History6 min readUpdated 2026-06-16

Port Colborne's Grain Elevators: The Lake Erie End of the Welland Canal

How a small Lake Erie harbour became one of Ontario's great grain ports — told through a 1920s postcard.

A postcard from about 1920

In the collection of the Niagara Falls Public Library there is a colour postcard, dated to about 1920, captioned simply "Grain Elevator, Port Colborne, Ont." It shows a massive brick building more than four storeys high, with a tall steel structure attached to one side and railway box cars drawn up beneath it. The card was produced for F. K. Brown, a local druggist and optician who, like many small-town merchants of the era, sold souvenir views of his community. It is a small object, barely thirteen centimetres wide, but it captures something large: the moment when Port Colborne stopped being a quiet harbour town and became one of the busiest grain-handling ports on the Great Lakes. The elevator in the picture is the reason.

Why grain came to Port Colborne

Port Colborne sits on Lake Erie at the southern entrance to the Welland Canal, the waterway that lets ships climb the roughly hundred-metre difference between Lake Erie and Lake Ontario and bypass Niagara Falls. For grain moving east from the Canadian and American prairies, Port Colborne was a natural break-of-bulk point: large lake freighters could unload here, and cargo could be transferred to canal-sized vessels or to the railways. To handle that traffic the harbour needed enormous elevators to store grain between the lake boats and the next leg of the journey. By the early twentieth century the town's waterfront was lined with these towers, and grain transshipment and milling had become the engine of the local economy — the work that filled the box cars in the postcard.
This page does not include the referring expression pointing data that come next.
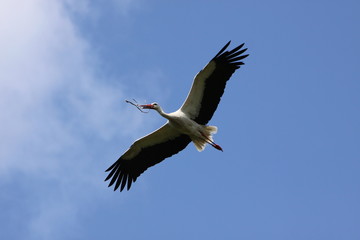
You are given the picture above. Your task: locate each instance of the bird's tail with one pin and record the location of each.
(200, 143)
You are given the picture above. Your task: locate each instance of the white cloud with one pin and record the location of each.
(52, 105)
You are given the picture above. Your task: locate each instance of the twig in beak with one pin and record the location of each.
(136, 105)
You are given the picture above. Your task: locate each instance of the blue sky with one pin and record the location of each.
(288, 122)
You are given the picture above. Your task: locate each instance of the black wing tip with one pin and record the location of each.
(233, 56)
(119, 177)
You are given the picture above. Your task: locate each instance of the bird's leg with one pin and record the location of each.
(211, 142)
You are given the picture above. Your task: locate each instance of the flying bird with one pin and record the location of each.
(187, 124)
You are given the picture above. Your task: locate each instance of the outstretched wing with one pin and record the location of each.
(209, 84)
(144, 153)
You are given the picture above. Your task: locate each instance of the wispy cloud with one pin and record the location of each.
(53, 109)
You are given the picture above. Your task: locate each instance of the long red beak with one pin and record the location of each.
(147, 106)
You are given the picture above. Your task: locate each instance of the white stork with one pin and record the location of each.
(184, 125)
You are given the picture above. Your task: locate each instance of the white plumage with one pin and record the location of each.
(184, 125)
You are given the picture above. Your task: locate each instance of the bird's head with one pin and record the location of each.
(154, 106)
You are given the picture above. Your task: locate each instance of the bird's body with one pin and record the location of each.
(186, 124)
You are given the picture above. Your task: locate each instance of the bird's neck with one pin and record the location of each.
(162, 113)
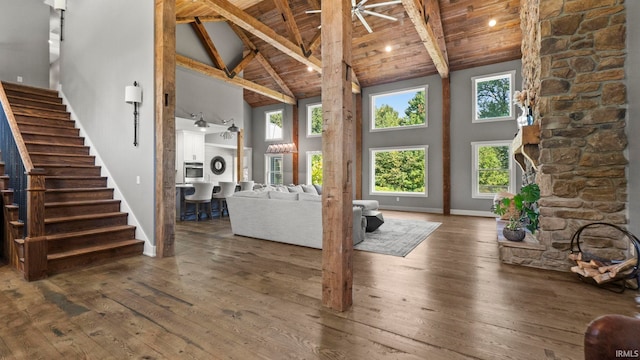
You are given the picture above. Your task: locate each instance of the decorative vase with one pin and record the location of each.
(513, 235)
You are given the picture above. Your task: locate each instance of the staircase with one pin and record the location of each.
(83, 222)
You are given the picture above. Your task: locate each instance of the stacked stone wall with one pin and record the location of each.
(580, 107)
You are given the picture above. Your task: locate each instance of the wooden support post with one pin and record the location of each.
(165, 96)
(337, 154)
(294, 138)
(358, 136)
(446, 146)
(35, 244)
(240, 155)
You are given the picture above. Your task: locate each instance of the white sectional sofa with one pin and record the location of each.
(292, 218)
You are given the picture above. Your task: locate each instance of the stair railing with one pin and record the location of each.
(28, 184)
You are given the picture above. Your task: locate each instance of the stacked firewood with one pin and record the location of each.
(599, 271)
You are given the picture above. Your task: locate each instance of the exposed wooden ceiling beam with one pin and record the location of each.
(209, 46)
(263, 61)
(432, 13)
(190, 19)
(416, 13)
(243, 63)
(257, 28)
(290, 22)
(205, 69)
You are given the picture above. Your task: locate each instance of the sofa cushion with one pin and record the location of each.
(309, 197)
(295, 188)
(310, 189)
(252, 194)
(282, 195)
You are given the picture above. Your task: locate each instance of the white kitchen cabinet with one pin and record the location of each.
(190, 146)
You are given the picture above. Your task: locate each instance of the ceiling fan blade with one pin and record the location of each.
(364, 22)
(394, 2)
(368, 12)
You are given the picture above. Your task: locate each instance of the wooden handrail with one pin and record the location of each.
(35, 242)
(13, 124)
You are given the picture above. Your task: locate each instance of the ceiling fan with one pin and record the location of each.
(358, 9)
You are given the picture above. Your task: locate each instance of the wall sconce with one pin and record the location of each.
(62, 6)
(133, 94)
(288, 148)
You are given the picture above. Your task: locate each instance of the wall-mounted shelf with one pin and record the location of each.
(525, 146)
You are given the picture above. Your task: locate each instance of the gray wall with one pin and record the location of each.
(260, 145)
(196, 92)
(106, 48)
(24, 50)
(463, 132)
(633, 116)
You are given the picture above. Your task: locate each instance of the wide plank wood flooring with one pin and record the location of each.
(229, 297)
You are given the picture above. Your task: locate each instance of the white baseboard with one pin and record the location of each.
(149, 248)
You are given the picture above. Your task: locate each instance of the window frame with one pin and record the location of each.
(267, 118)
(372, 168)
(309, 155)
(475, 146)
(372, 108)
(310, 108)
(267, 167)
(511, 74)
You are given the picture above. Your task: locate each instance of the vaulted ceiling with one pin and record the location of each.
(278, 53)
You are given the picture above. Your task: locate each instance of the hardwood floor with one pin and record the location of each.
(228, 297)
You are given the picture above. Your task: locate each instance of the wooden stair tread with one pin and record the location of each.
(47, 110)
(49, 134)
(79, 189)
(83, 217)
(29, 89)
(83, 233)
(18, 97)
(92, 249)
(56, 154)
(81, 202)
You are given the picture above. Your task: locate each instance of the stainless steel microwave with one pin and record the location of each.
(193, 171)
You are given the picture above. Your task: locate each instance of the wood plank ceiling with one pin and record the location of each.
(469, 42)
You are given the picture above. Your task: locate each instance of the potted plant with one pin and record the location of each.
(526, 212)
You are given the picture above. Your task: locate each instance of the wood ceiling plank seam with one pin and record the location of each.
(290, 22)
(205, 69)
(209, 46)
(432, 11)
(262, 60)
(424, 29)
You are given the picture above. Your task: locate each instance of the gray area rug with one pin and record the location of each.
(397, 237)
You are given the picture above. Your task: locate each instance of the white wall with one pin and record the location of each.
(24, 50)
(107, 46)
(633, 116)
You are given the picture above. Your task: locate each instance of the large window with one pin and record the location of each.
(492, 168)
(314, 120)
(399, 109)
(399, 171)
(273, 129)
(492, 96)
(274, 171)
(314, 167)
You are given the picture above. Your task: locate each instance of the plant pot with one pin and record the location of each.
(513, 235)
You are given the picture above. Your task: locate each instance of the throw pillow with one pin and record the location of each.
(296, 188)
(282, 195)
(310, 189)
(309, 197)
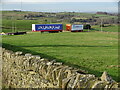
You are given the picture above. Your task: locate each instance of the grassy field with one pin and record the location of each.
(94, 52)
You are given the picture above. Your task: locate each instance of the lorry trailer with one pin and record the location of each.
(47, 27)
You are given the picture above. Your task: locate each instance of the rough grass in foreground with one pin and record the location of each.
(94, 52)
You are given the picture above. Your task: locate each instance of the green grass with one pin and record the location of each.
(94, 52)
(112, 28)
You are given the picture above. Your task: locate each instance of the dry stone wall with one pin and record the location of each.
(32, 71)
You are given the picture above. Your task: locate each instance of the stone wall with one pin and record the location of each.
(32, 71)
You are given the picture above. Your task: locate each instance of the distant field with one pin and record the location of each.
(94, 52)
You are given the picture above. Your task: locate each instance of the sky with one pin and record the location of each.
(61, 5)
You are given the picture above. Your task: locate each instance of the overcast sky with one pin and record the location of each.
(60, 0)
(61, 5)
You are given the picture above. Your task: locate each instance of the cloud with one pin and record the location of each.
(7, 1)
What the building tells us

The structure in the postcard is typical of the great transfer elevators of its day: a brick-clad warehouse for storage paired with a steel marine leg — the tall attached tower — used to lift grain out of the holds of arriving ships. The railway cars underneath show the other half of the operation, moving grain inland by rail. Elevators like this were among the largest buildings most Ontarians of the 1920s had ever seen, and they were a point of civic pride, which is exactly why a druggist thought a picture of one would sell as a postcard. Over the following decades Port Colborne's grain and milling complex grew further, cementing the town's identity as a working Lake Erie port rather than a tourist resort.

Seeing the canal town today

The grain era is still legible in Port Colborne. The waterfront elevators and the Welland Canal that fed them remain the town's defining landmarks, and ship-watchers still gather where the canal meets Lake Erie to see lakers pass through. If you are exploring the southern Niagara region, Port Colborne pairs naturally with a day along the canal: you can trace the same route that carried the grain in the postcard, from the Lake Erie entrance up through the locks toward Lake Ontario. The town's heritage harbour, its main street, and the nearby Lake Erie beaches make it an easy, low-key half-day for anyone curious about how the canal shaped this corner of Ontario.
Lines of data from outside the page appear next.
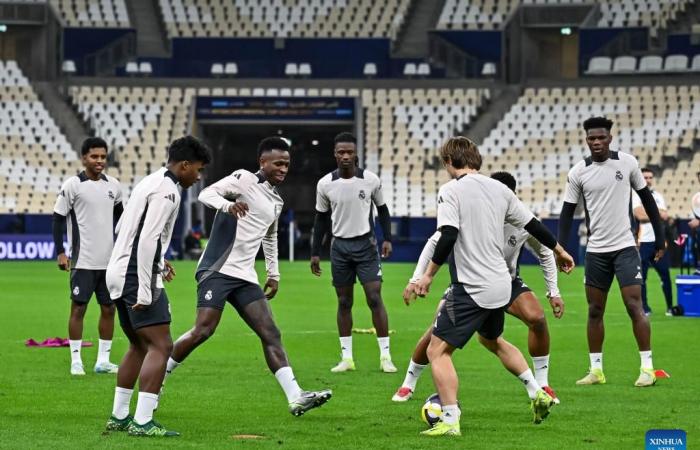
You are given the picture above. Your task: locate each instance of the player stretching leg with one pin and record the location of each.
(604, 181)
(90, 203)
(471, 212)
(248, 207)
(524, 304)
(135, 279)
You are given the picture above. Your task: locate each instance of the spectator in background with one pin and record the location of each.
(582, 242)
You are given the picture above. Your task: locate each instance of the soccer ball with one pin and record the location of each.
(431, 410)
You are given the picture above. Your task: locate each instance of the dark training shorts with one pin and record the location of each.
(84, 282)
(214, 289)
(625, 264)
(355, 257)
(460, 317)
(157, 313)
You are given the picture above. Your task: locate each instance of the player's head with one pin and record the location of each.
(187, 157)
(648, 175)
(93, 155)
(345, 150)
(505, 178)
(598, 135)
(460, 152)
(273, 154)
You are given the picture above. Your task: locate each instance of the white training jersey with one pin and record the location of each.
(350, 201)
(89, 208)
(606, 191)
(143, 236)
(515, 239)
(234, 243)
(478, 206)
(646, 230)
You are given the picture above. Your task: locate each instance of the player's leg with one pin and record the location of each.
(258, 317)
(105, 325)
(418, 362)
(627, 265)
(646, 253)
(528, 309)
(599, 273)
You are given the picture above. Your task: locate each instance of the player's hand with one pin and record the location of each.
(238, 209)
(169, 272)
(386, 249)
(565, 262)
(63, 262)
(271, 288)
(409, 293)
(316, 265)
(659, 254)
(557, 305)
(422, 287)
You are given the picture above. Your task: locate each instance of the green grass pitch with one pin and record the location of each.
(224, 389)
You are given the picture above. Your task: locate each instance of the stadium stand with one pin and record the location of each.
(540, 138)
(491, 14)
(280, 18)
(35, 154)
(93, 13)
(403, 130)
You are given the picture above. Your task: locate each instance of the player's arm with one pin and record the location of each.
(160, 209)
(548, 265)
(322, 223)
(61, 209)
(421, 266)
(271, 261)
(219, 195)
(384, 219)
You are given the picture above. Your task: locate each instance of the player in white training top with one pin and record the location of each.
(472, 209)
(137, 269)
(524, 304)
(345, 198)
(89, 203)
(604, 181)
(247, 207)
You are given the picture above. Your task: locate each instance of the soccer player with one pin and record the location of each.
(604, 180)
(647, 246)
(345, 197)
(135, 276)
(248, 206)
(472, 209)
(90, 203)
(523, 303)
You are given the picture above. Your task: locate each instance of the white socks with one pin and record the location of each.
(412, 375)
(75, 351)
(144, 408)
(540, 364)
(285, 377)
(104, 347)
(530, 383)
(450, 414)
(346, 347)
(384, 347)
(122, 398)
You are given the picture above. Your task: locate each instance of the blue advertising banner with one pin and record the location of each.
(14, 247)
Frequently Asked Questions

Where is Port Colborne?

Port Colborne is a town on the north shore of Lake Erie in Ontario's Niagara Region. It sits at the southern entrance to the Welland Canal, the waterway that connects Lake Erie to Lake Ontario and lets ships bypass Niagara Falls.

Why did Port Colborne have such large grain elevators?

Because it was a break-of-bulk point on the Great Lakes. Large lake freighters carrying prairie grain unloaded at Port Colborne, where the cargo was stored in waterfront elevators before continuing east by canal vessel or railway. That traffic made grain handling and milling the centre of the local economy in the early 1900s.

How old is the grain elevator postcard?

The colour postcard held by the Niagara Falls Public Library is dated to about 1920. It was published for F. K. Brown, a Port Colborne druggist and optician, and is part of the library's Francis J. Petrie Collection.

Can you still see the Welland Canal at Port Colborne?

Yes. The Welland Canal's Lake Erie entrance and Lock 8 are in Port Colborne, and ship-watching remains one of the town's most popular activities. The historic waterfront and grain elevators are still defining features of the skyline.